Requires Python >=3.13 and uv.

# Install
uv sync

# Check the included example
uv run croc check examples/thoughts

# Print the derived id → path index
uv run croc index examples/thoughts

# Scaffold a doc tree from a source directory (plain markdown)
uv run croc crawl src/
# Same, but also adopt into croc shape — ready for `croc check`
uv run croc crawl src/ --adopt

# Adopt croc on a repo with plain markdown (preview first)
uv run croc init --adopt --dry-run path/to/docs/
uv run croc init --adopt            path/to/docs/

# Rename an id; every referrer updates atomically
uv run croc rename old-id new-id --root path/to/docs/

# Move a file; id-based links mean zero references need rewriting
uv run croc move path/to/docs/a.md path/to/docs/subdir/ --root path/to/docs/

Commands

croc check <root>

Runs the borrow checker. Exit codes:

  • 0 — tree is sound
  • 1 — tree has violations (printed to stderr)
  • 2 — tree cannot be loaded (malformed frontmatter, missing root)

croc index <root>

Prints the derived id → path map as JSON. The index is never stored — it's a regenerable view over the tree, so it cannot drift.

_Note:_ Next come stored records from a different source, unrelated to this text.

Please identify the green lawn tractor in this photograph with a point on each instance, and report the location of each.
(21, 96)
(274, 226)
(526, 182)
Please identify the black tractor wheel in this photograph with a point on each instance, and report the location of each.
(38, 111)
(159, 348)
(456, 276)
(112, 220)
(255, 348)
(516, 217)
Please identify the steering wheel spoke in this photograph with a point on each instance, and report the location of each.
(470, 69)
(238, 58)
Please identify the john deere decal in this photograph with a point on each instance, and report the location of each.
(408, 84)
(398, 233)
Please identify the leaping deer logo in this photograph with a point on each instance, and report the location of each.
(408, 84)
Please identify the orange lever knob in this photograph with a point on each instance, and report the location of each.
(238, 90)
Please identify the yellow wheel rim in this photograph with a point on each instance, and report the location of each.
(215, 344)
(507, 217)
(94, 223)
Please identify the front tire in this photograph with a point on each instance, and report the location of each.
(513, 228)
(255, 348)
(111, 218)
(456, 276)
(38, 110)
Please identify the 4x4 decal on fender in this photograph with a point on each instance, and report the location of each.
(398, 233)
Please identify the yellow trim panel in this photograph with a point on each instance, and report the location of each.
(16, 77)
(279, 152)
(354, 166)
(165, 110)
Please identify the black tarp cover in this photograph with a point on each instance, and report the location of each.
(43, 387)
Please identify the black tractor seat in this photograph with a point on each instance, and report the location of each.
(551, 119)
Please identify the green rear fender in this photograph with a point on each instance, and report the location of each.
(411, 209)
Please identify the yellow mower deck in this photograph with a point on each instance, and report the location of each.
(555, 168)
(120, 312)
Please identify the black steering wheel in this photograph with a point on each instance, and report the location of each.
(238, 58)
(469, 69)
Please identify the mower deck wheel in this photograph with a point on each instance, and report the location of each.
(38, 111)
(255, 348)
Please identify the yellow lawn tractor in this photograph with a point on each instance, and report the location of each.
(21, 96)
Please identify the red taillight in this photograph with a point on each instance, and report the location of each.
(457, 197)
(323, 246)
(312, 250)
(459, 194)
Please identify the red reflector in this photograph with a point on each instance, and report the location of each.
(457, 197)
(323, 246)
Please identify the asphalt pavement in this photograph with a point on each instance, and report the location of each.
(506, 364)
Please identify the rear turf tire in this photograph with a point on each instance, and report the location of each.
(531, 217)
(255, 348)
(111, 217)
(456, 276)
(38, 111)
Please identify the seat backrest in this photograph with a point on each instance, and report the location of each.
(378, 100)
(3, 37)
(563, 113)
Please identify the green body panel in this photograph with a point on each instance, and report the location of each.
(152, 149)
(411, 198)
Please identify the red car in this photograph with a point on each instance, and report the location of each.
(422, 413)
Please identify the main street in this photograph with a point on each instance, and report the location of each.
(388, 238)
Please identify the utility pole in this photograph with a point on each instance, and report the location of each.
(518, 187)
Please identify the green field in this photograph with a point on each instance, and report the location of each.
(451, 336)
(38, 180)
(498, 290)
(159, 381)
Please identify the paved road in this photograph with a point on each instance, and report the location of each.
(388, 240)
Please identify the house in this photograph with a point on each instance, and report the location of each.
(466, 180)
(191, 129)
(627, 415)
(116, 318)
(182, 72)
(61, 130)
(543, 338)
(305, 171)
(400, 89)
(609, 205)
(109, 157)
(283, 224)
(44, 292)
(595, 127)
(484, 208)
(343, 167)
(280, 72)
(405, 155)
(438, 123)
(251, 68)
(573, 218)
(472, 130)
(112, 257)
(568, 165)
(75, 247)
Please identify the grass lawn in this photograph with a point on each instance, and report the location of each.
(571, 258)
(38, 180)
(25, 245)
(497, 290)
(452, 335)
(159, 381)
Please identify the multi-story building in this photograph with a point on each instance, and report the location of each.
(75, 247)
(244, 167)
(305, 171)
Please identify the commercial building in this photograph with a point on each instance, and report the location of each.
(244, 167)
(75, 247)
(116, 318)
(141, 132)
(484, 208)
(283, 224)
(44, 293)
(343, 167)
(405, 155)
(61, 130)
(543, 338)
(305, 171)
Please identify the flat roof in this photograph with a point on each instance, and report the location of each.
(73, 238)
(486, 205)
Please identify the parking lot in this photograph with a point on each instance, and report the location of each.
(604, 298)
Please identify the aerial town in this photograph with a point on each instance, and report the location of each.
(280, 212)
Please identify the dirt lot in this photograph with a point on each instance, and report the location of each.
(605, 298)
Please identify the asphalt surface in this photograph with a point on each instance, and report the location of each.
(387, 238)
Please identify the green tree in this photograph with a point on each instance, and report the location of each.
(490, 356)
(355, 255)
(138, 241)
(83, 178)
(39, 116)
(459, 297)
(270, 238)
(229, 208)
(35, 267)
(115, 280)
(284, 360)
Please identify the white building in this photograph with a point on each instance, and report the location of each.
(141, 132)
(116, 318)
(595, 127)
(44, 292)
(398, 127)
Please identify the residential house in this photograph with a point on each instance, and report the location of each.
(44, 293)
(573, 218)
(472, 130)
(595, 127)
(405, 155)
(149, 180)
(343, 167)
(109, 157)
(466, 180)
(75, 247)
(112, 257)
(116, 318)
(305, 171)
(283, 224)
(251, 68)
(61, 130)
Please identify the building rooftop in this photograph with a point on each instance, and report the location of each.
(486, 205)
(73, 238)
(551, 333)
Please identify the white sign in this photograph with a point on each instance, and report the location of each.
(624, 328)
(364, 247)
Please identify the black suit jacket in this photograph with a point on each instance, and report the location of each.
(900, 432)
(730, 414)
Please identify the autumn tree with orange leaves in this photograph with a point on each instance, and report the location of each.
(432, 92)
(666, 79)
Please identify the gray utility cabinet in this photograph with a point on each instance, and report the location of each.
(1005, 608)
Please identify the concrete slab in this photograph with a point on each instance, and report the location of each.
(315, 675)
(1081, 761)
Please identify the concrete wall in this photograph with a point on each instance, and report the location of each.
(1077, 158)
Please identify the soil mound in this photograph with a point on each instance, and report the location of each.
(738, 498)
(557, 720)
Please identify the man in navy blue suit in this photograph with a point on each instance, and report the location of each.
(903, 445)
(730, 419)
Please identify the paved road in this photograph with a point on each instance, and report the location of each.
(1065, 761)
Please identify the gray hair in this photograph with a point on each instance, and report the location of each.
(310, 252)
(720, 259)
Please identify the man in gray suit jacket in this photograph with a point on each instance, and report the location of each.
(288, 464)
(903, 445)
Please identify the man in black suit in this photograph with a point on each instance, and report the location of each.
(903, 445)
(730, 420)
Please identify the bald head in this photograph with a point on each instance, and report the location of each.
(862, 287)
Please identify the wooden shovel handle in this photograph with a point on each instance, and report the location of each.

croc move <src> <dst> [--root R] [--dry-run]

Relocates a file. Because ids are stable, zero references are rewritten. Runs a pre-check so you don't pile a move on a broken tree. Uses git mv when in a git repo, falls back to shutil.move.

croc rename <old-id> <new-id> [--root R] [--dry-run]

Rewrites every strong and weak reference in the tree, plus the owner's id field. Transactional:

  1. Pre-check the tree is sound.
  2. Plan the rewrite in memory.
  3. Simulate the plan: apply in memory, re-parse, re-check.
  4. Commit atomically per-file (temp + os.replace); snapshot-based rollback on FS failure.

If any step fails, nothing is written.

croc init [path] [--adopt] [--dry-run]

Creates a .croc.toml marker at path. With --adopt, brings every .md into the managed schema in one of three ways:

  • SCAFFOLD — no frontmatter. Prepend a fresh block.
  • AUGMENT — has frontmatter but missing required fields. Fill in id/title/kind/links while preserving every existing key and its order (foreign fields like type, mirrors, created, ... survive untouched).
  • SKIP — has frontmatter we can't safely modify (unterminated, invalid YAML, malformed existing id). The author fixes by hand.

Proposed ids are hierarchical — slugified relative path, not just the filename — so code-adjacent trees with lots of repeated stems (__init__.md, per-customer folders, etc.) don't collide:

Path Proposed id
foo.md (root) foo
sub/foo.md sub-foo
pkg/utils/__init__.md pkg-utils-init
regions/east/notes.md regions-east-notes
alerts/self.md alerts (directory-index convention)
self.md (root) root

Collisions (rare path-slug ambiguities, or foo.md at root competing with foo/self.md) are reported and the command refuses to write.

croc crawl <src> [-o OUT] [--adopt] [--file-types EXT ...] [--force] [--dry-run]

Scaffold a plain-markdown doc tree from a source directory. One .md stub per file, one self.md per directory. Output carries only a mirrors: breadcrumb in frontmatter — no id / kind / links — so the shape is compatible with croc's post-molt state and the adopt/molt cycle round-trips cleanly.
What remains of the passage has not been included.